La Semana Santa nos presenta, por medio de su imaginería, una verdadera representación artística y de fervor de diferentes momentos de la Pasión y Resurrección de Cristo. Son múltiples las representaciones escultóricas de tantos momentos (Santa Cena, Prendimiento, Crucifixión…), pero hoy quisiera reflexionar en un momento poco meditado, pero muy profundo en sí y que a todos nos interpela: la figura del Cautivo…
Cuando lo vemos procesionar o acudimos al templo donde se venera, no nos damos cuenta de que quien está cautivo no es Cristo sino nosotros, esos que nos creemos perfectos y que, con todos los prejuicios del mundo, juzgamos a los demás sin misericordia y sin perdonar incondicionalmente y pedimos lo que no damos como obligación a Dios, dentro de nuestra soberbia.
Somos ante todo cautivos del pecado, un cautiverio que llevamos imprecando dentro de nuestro ser, un cautiverio que todos intentamos eliminar, luchando no solo contra lo que hacemos, sino contra la gran omisión de la gran carencia del amor. Una carencia que debería implicar un verdadero cautiverio en el amor, ese mandamiento tan importante y que tan poco ejercemos por nuestros cautiverios en los prejuicios, el juzgar a los demás, fijarnos más en la imagen que en la persona… Somos cautivos de nosotros mismos en todo aquello que creemos hacer bien, pero que es el cumpli-miento de nuestra vida.
Perdonamos con condiciones, pero exigimos lo contrario con respecto a nosotros; escuchamos la palabra de Dios, pero... ¡qué duro es ponerla en práctica!; aplicamos la ley del embudo: lo grande para mí y lo estrecho para los demás.
Es difícil y a veces peligroso ese perdón que Dios nos exige pleno y sin condiciones, pero si nos llamamos cristianos, no solo hemos de seguir a Cristo, sino poner en práctica su doctrina, aunque nos cueste: hemos de empatizar con los demás, hasta intentar ser ellos.
Hemos de trabajar el verdadero cautiverio en el amor, las obras de misericordia, la humildad, el hacer bien sin mirar a quién… Cuesta trabajo perdonar un aborto, un asesinato, una violación pero si la sociedad trabaja en la reinserción de las personas y Dios es el más perjudicado, como Padre, en ambas partes, ¿quiénes somos nosotros para ser más que Dios?
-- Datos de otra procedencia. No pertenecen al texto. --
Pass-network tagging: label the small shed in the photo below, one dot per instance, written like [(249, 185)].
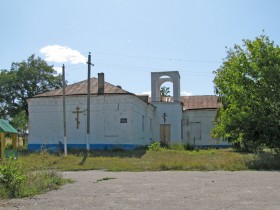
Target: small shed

No hagamos a los demás lo que no queremos para nosotros, seamos cautivos en nuestro cristianismo, tanto en obras como en la oración.
Estas palabras no pueden quedar vacías: no podemos rezar “perdona nuestras ofensas como nosotros perdonamos a nuestros deudores” sin poner en práctica lo que predicamos, empezando por mí, que escribo estas líneas y que -el primero de todos- he de pedir perdón por tantas omisiones y daño que he realizado a lo largo de mi vida de manera intencionada o no. Así puedo predicar con el ejemplo y, además de pedir ese perdón, darlo a los demás, limpio y sin condiciones.
Ignacio Segura Madico es vicepresidente de Fidaca (Federación Internacional de Asociaciones Católicas de Ciegos).